Thai companies have been among the most active in acquisitions among Asean companies and most of the massive deals over the past two years have been debt-funded, said Xavier Jean, S&P's director of corporate ratings for Asia-Pacific.
High capital expenditure and dividends are factors contributing to an increase in debt for Thai companies, with S&P projecting their capital spending in the first quarter was 10% higher than a year earlier.
Companies continue to spend a lot of money because of their expansion strategy and have a fairly high distribution of dividends, so inflows from their operations are growing less as outflows continue to grow, said Mr Jean.
"What we see is that they will generally finance this gap [between inflows and outflows] with debt since debt [refinancing] is so cheap.
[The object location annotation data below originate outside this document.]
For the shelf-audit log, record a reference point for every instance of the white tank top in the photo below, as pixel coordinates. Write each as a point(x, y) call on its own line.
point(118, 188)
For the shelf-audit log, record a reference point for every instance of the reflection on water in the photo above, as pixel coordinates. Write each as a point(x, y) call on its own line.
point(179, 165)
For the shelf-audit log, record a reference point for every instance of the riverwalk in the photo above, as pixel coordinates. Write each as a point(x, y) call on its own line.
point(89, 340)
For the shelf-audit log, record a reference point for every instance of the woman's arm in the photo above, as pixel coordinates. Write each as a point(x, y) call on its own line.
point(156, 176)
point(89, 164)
We think debt is likely to continue growing and, as a result, credit quality is likely to continue weakening," he said.
The 100 companies S&P surveyed in six Asean member states are estimated to have accumulated a debt of US$270 billion, with 20% from the bond market and the rest from bank loans. The 20 surveyed Thai companies had a net debt of $40 billion.
Despite the deteriorating credit outlook, high corporate earnings, strong brand recognition and sound access to financial sources are deemed as cushions against Thai companies' credit quality, said Mr Jean.
On average, companies in Asean can service their interest expenses with their earnings by about eight times, while the debt-service ratio for Thai companies is 6.5 times. This allows companies to withstand a major shock such as a hike in interest rates, says the S&P report.
However, the scenario is completely different for medium-sized companies as their market access and financial sources are more limited, said Mr Jean.
Michael Seewald, managing director and analytical manager for corporate ratings in Asia-Pacific, said Thai conglomerates and their subsidiaries have been active in acquisitions, so their balance sheets are sometimes stretched.
"Growth strategies of Thai conglomerates can be unpredictable, creating risk," he said. "Their financial reporting can be difficult to interpret."